Meituan's Role in AI Standardization
By releasing this benchmark through their technical team, Meituan is asserting itself as a key player in the infrastructure of AI development. General 365 does not just rank models; it defines the criteria for what constitutes successful reasoning. The focus on 26 different models ensures that the benchmark is not tailored to a specific architecture but is instead a general assessment of the industry's progress. The results suggest that the path to truly "intelligent" reasoning is still in its early stages, with even the market leaders having significant room for growth.
Industry Impact
The release of General 365 is likely to have a multi-faceted impact on the AI industry. First, it provides a transparent and difficult target for model developers. When the "strongest" model only scores 62.8%, it creates a competitive drive for other labs to optimize for these specific reasoning challenges.
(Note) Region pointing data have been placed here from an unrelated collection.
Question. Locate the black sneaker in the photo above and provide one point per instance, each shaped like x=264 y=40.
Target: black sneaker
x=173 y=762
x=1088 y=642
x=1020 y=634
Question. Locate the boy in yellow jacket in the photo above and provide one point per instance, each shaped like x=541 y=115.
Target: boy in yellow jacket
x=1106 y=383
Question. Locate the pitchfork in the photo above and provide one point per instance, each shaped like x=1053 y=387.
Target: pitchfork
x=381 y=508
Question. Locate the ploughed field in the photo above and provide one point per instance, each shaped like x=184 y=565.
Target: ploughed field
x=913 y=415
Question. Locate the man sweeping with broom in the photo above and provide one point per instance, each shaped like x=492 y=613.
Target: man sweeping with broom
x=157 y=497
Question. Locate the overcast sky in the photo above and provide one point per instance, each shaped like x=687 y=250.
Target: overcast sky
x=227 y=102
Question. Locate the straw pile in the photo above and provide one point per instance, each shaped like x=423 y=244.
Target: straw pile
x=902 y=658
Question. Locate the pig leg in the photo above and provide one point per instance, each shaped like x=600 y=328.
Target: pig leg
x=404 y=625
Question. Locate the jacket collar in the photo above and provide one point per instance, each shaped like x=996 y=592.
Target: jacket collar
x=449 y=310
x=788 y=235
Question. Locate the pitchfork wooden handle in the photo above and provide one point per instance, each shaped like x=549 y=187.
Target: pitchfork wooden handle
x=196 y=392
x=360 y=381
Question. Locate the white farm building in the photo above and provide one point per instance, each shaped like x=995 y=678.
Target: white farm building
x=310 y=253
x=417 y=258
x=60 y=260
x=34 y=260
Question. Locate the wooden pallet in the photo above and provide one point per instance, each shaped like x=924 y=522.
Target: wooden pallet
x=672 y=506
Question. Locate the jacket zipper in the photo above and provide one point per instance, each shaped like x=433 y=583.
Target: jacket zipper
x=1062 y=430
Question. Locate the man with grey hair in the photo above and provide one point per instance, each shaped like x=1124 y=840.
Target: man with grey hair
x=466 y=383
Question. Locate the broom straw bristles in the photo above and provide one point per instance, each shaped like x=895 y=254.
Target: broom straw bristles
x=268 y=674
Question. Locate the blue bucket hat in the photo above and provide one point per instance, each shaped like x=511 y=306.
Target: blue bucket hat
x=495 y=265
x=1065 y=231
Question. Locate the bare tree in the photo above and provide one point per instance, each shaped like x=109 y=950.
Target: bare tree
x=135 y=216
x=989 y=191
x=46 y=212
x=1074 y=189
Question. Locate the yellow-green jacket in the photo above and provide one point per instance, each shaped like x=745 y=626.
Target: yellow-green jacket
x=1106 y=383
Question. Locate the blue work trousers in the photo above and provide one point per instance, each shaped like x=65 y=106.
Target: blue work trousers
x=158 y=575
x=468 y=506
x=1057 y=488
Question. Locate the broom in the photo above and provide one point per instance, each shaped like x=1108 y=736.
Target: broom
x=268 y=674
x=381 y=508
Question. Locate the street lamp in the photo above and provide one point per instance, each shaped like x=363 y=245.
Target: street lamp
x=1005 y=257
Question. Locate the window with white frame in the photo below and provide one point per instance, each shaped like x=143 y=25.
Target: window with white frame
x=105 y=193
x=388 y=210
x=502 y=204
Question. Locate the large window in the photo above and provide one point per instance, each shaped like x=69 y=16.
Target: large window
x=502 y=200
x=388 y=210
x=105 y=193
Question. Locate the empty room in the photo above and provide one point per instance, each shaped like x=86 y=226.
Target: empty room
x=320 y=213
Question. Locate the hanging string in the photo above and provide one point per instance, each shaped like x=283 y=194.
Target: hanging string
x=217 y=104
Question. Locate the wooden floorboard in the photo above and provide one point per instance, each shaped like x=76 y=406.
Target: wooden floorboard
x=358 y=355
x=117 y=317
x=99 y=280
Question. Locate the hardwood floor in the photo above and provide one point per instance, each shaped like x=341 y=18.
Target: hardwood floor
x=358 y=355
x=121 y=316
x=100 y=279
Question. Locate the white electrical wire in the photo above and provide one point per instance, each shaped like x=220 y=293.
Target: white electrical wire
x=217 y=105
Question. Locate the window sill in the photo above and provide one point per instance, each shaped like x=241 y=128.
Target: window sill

Second, it shifts the narrative away from general performance toward specialized reasoning. As more companies integrate AI into complex decision-making processes, benchmarks like General 365 become essential for determining which models are actually capable of handling logical tasks without failure. Meituan’s contribution highlights that the next frontier of AI development is not just about more data, but about higher quality logical processing and the ability to clear the 60% "competency" hurdle.
Frequently Asked Questions
Question: What is General 365?
General 365 is a new reasoning evaluation benchmark released by the Meituan LongCat team. It is designed to test the logical and reasoning capabilities of AI models, providing a standardized metric for the industry.
Question: How did the top AI models perform on this benchmark?
According to the report from Meituan, Gemini 3 Pro is currently the strongest performer with an accuracy of 62.8%. However, most of the 26 mainstream models tested failed to reach a 60% accuracy rate.
Question: Why is the 60% score significant in the General 365 test?
The 60% score is often viewed as a basic passing grade or a threshold for competency. The fact that most mainstream models failed to reach this level underscores the high difficulty of the General 365 benchmark and the current limitations of AI reasoning.